2023 Munster Senior Hurling Championship final
- Event: 2023 Munster Senior Hurling Championship
| Clare | Limerick |
| 1–22 | 1–23 |
- Date: 11 June 2023
- Venue: Gaelic Grounds, Limerick
- Man of the Match: Aaron Gillane (Limerick)
- Referee: Liam Gordon (Galway)
- Attendance: 43,756
- Weather: Sunny

= 2023 Munster Senior Hurling Championship final =

The 2023 Munster Senior Hurling Championship final was a hurling match that was played on 11 June at the Gaelic Grounds in Limerick. It was contested by defending champions Limerick and Clare.
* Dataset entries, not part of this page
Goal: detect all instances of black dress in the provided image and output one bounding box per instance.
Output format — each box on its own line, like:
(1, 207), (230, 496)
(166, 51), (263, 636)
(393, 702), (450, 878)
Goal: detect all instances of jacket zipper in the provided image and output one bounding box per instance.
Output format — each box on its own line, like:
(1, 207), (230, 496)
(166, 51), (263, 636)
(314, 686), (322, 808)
The game was televised live on RTÉ 2 as part of The Sunday Game, presented by Joanne Cantwell, with analysis from Anthony Daly, Joe Canning and Shane Dowling. Commentary on the game was provided by Marty Morrissey alongside Brendan Cummins.

==Overview==
The two teams were meeting in the Munster final for the second year in a row with Limerick winning the final in 2022 by 1–29 to 0-29 after extra-time.
Limerick were bidding to win the Munster title for a fifth successive year and for the 24th time overall with Clare looking for a first Munster title since 1998 and seventh title.
This was the 62nd championship game between the two counties, Limerick having 38 wins to Clare's 21 with two draws, from the previous 61.

General sale terrace tickets for the match went on sale on 1 June and sold out within 23 minutes.
All other tickets were allocated to the county boards of the two counties for distribution to the clubs.